Here are some examples from my day today:
"Ashley, can you sign this for me?"
"Ashley, what do you think about this?"
"Ashley, can you pass me that pencil?"
"Ashley, can you help me for a second?"

Here are some examples from a typical classroom:
"Johnny, go line up please"
"Sarah, come sit down for circle time"
"Marcus, it's time to clean up"
"Emily, please pass out the pencils"

Here are some examples from a typical household:
"Isaiah, come to dinner"
"Christina, it's homework time"
"Jason, get dressed for school"
"Craig, let's brush your teeth"

Are we seeing the trend here?

I am sure you can think of countless similar examples from your own home or classroom.  I recommend taking a day (or even just an hour) to really pay attention to the way we use people's names.  As you can hopefully see from these examples, it is often our nature to follow someone's name with a demand.  When we are first teaching a child to respond to his/her name, we must be careful to avoid this.  If you call a child's name, he/she responds, and you then place a demand, we may be accidentally be reducing their behavior of responding (in ABA, we call this "punishing" the behavior)!  By following a child's name with a demand, we may actually be teaching that child to STOP responding!  Why respond to your name if you know it's going to be followed by more work?  Make sense?

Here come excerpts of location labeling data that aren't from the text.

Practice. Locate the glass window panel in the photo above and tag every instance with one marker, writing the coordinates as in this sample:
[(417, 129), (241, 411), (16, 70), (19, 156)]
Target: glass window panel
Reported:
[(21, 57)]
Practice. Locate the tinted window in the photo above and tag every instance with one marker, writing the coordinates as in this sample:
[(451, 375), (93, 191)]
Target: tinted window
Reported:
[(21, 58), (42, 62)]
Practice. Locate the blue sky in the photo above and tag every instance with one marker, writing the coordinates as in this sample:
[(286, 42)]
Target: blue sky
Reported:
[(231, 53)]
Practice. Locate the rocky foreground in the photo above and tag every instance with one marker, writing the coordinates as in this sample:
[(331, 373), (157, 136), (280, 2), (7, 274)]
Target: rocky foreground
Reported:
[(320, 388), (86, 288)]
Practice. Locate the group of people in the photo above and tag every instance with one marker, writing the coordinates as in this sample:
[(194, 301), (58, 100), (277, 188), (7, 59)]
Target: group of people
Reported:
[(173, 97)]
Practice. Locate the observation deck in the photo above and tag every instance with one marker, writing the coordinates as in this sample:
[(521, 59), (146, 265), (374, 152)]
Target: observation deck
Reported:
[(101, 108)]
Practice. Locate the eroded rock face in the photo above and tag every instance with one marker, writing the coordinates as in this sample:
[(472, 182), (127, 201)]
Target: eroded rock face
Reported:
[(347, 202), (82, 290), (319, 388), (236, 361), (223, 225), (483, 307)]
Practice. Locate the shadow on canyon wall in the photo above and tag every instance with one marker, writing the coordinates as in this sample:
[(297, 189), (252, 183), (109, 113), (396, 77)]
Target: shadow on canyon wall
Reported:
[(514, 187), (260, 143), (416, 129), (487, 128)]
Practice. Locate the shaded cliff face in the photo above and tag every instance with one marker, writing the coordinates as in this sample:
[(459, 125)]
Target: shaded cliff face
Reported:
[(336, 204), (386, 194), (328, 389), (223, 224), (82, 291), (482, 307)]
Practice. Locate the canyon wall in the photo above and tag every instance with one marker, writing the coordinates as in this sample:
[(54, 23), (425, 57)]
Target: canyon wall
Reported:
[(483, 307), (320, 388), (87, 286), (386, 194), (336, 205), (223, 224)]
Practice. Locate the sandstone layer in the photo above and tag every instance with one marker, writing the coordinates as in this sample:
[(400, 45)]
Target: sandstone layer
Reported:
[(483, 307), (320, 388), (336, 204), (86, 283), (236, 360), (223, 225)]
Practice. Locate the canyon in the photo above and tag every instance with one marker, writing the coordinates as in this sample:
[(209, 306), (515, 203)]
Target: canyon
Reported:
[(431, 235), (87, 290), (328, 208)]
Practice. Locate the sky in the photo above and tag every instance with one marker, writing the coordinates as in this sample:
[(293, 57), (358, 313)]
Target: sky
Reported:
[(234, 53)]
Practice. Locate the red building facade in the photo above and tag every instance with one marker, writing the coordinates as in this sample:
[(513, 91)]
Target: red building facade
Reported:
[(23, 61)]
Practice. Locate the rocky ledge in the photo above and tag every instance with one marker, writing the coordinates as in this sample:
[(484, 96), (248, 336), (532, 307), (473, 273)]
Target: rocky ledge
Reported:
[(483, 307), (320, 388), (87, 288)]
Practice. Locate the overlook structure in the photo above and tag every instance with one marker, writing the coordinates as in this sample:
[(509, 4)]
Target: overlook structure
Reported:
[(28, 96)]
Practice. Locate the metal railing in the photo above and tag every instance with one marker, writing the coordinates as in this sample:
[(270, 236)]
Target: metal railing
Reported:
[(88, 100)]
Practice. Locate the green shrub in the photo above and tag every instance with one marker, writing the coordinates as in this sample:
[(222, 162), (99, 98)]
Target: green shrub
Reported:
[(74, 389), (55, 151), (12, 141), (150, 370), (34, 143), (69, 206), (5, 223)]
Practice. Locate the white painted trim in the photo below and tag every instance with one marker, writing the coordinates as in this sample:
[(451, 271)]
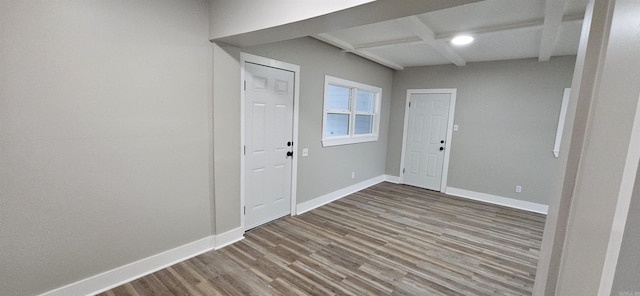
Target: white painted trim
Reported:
[(227, 238), (129, 272), (392, 179), (245, 57), (561, 119), (351, 138), (622, 207), (499, 200), (338, 194), (447, 153), (447, 150)]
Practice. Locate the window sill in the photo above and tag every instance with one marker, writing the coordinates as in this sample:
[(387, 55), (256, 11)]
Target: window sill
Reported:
[(348, 140)]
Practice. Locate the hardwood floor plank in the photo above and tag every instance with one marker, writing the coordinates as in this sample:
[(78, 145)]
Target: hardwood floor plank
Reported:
[(388, 239)]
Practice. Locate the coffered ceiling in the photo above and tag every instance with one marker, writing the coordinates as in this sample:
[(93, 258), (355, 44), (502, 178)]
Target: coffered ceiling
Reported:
[(502, 29)]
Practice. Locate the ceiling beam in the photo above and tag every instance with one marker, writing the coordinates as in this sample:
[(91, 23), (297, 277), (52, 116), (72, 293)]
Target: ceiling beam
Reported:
[(553, 12), (534, 24), (421, 30), (447, 36), (387, 43), (348, 47)]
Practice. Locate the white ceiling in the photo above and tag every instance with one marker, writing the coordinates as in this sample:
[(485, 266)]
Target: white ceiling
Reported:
[(503, 29)]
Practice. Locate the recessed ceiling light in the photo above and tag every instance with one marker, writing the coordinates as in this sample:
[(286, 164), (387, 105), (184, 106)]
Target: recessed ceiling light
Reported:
[(462, 40)]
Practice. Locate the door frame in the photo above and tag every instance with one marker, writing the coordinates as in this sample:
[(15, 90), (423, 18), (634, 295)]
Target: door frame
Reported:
[(245, 57), (447, 147)]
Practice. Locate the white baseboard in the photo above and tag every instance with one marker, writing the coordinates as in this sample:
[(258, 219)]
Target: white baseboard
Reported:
[(338, 194), (392, 179), (226, 238), (126, 273), (499, 200)]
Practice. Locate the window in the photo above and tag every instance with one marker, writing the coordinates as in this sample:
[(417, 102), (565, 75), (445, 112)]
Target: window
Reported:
[(351, 112)]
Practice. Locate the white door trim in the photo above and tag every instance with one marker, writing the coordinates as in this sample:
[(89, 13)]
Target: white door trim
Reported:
[(245, 57), (452, 108)]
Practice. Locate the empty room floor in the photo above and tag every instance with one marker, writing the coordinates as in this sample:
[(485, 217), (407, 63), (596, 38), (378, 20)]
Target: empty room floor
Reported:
[(388, 239)]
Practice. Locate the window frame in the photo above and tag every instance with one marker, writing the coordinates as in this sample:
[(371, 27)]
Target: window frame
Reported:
[(351, 137)]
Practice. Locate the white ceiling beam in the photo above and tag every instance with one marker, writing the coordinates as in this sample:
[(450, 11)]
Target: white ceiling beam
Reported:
[(387, 43), (348, 47), (446, 36), (421, 30), (535, 24), (553, 12)]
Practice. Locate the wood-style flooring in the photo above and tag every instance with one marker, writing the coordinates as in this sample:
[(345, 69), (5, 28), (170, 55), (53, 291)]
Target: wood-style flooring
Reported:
[(385, 240)]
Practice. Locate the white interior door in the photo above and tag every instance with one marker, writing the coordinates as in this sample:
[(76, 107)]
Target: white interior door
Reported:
[(268, 143), (426, 139)]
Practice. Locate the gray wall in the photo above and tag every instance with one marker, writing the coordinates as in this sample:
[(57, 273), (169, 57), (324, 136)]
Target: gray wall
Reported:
[(328, 169), (628, 269), (507, 112), (226, 137), (104, 136)]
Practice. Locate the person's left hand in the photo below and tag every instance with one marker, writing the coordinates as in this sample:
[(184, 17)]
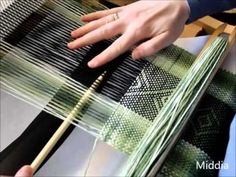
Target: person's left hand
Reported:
[(25, 171), (152, 25)]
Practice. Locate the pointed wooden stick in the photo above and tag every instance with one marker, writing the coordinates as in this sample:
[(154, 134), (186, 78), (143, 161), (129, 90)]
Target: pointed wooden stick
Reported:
[(63, 127)]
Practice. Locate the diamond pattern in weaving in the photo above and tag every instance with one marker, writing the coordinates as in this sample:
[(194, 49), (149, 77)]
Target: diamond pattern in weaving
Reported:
[(150, 90), (138, 107)]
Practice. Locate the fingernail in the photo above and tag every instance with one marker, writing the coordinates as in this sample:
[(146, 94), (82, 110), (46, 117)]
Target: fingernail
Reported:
[(92, 64), (70, 45), (72, 33), (135, 56)]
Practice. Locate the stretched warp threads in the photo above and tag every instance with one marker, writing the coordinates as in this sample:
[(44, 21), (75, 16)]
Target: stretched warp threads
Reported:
[(174, 113), (46, 88)]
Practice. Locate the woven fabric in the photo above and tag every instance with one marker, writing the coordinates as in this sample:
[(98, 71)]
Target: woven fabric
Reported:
[(145, 98)]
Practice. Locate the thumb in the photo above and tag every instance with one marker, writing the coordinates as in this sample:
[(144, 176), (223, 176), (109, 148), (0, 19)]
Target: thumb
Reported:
[(25, 171)]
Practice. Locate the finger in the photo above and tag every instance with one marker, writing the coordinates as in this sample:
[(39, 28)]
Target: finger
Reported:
[(118, 47), (152, 46), (91, 26), (99, 14), (105, 32), (25, 171)]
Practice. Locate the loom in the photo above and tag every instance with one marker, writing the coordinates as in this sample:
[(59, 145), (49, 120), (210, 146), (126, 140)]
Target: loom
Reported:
[(41, 29)]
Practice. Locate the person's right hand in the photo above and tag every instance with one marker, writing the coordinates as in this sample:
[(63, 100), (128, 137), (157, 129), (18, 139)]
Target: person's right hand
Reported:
[(152, 25), (25, 171)]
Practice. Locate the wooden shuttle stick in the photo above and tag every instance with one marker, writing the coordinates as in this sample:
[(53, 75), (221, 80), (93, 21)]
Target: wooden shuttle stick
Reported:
[(63, 127)]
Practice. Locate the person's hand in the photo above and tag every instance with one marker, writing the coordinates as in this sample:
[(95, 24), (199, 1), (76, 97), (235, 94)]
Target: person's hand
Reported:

So, in the early stages of teaching this skill, we must be sure that when a child responds to his/her name, it is always followed by something good, not by a demand.  Make it FUN!  For the record, this is my advice for teaching basically any new skill, especially social skills--always, always, ALWAYS make it fun!  As we are able to fade our prompts and the child shows consistent success with responding, we can then think about including demands again.  It is natural, after all, for one's name to be followed by some type of instruction.  Our goal is always to prepare our children for the real world, so we will eventually begin to use their names more naturally, but I think the first step is to get consistent responding!

I hope this information will offer guidance to other families and professionals out there!  Do not feel discouraged--there are many skills that can be difficult to teach at first, and this happens to be one of them.  Please share your thoughts and experiences on this topic!

Side Note:  The strategies listed here, as well as some other similar ones, may also be useful in increasing eye-contact in general.  We will post more information on eye-contact at a later date!


2 comments:

Anonymous said...

Ashley,

I've enjoyed reading your blog! Thanks for your contributions to the field. I appreciate how you mentioned home-based examples in your post and the necessity of staying away from name + demands early on.

I also recently started a blog (www.behaviorvantagepoint.wordpress.com) focused on behavior analysis, autism, resources and tips for individuals working in the field and parents of children with ASD. I'd love to have you contribute!

~ Johanna

Ashley, MSEd, Special Educator/ABA Therapist said...

Hi Johanna! Thank you for following along and contributing! We love to hear from our readers! I will most definitely check out your blog and try to contribute. It sounds as if we have similar goals. I hope you will keep reading and sharing your thoughts!